Sobald der Glaube schwer und sauer fällt, ist es gar kein Glaube; Glaube ist nur, was frei aus dem Herzen kommt. Etwas im Glauben tun heißt etwas tun, weil man nicht anders kann, und du begreifst nun, welchen lieblichen Sinn die Worte des Paulus haben, daß, was nicht im Glauben geschieht, Sünde ist. Allerdings der, dem nichts von Herzen kommt, der Ungläubige, der kein Herz hat, dem ist es leichter, Brandopfer als sein Herz darzubringen.

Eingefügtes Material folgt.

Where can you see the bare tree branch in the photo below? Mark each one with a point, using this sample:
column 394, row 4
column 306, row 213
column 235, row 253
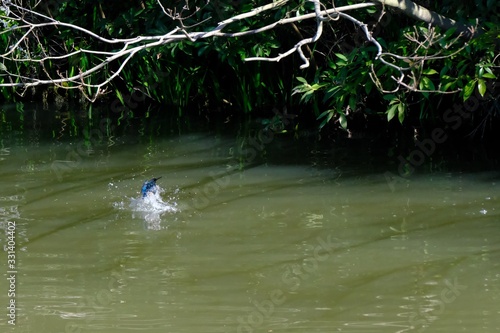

Um dem Begriff des Glaubens noch näher zu kommen, laß uns auch seinen Gegensatz, den Unglauben, ins Auge fassen. Luther sagt gelegentlich: der Ungläubige, der nur sich selbst anbetet; und das scheint mir das deutlichste Licht auf das Wesen des Unglaubens zu werfen. Ferner: „Gott ist den Sündern nicht feind, nur den Ungläubigen, das sind solche, die ihre Sünde nicht erkennen, klagen, noch Hilfe dafür bei Gott suchen, sondern durch ihre eigene Vermessenheit sich selbst reinigen wollen.“ Und: „Das muß wohl folgen aus dem Unglauben, der da keinen Gott hat und will sich selbst versorgen.“

Der Ungläubige ist also mein Freund Luzifer, der, weil er sich an Gottes Stelle setzt, sich selbst lenkt, für sich selbst sorgt, selbst Gesetze gibt, denen seine passive, sinnliche Hälfte gehorchen soll. Natürlich muß diese auch alle Kraft aus seinem Ich, seiner aktiven Hälfte, beziehen, die aber beschränkt, endlich ist, und wenn sie sich nicht aus Gott ersetzt, sich bald erschöpft. Beständiges Selbstwollen muß zu vollständiger Entkräftung führen, wenn es sich nicht im Zustande des Nichtwollens erholen kann. Glauben ist Nichtselbstwollen, statt dessen Gott in sich wollen lassen. Die Überspannung der eigenen Kraft zeigt sich in unserer Zeit in der großen Anzahl von Menschen mit überspanntem Nervensystem; sie gehen an ihrer Eigenwilligkeit, an ihrer Unfähigkeit, durch vorübergehende Selbstaufgabe Kraft zu schöpfen, zugrunde. Es wäre ja gegen den schönen Luzifer nichts einzuwenden, wenn er glücklich wäre; aber sein Selbst ist ihm keine Freuden- und Kraftquelle, kein Herrscherthron, sondern ein Marterpfahl, an den er gebunden ist. Die Frucht des Glaubens ist der Friede, heißt es im Evangelium des Johannes; daraus folgt, daß die Frucht des Unglaubens Unfriede ist, innere Zerrissenheit, Kraftlosigkeit. Die Frage: Wie werde ich selig? Wie bekomme ich einen gnädigen Gott? läßt sich auch so fassen: Was verschafft mir inneren Frieden und damit Kraft? Die Antwort lautet: Aufgabe deines Selbst und Hingabe an Gott. Nicht nur selbstbewußt, sondern zugleich gottbewußt oder unbewußt leben.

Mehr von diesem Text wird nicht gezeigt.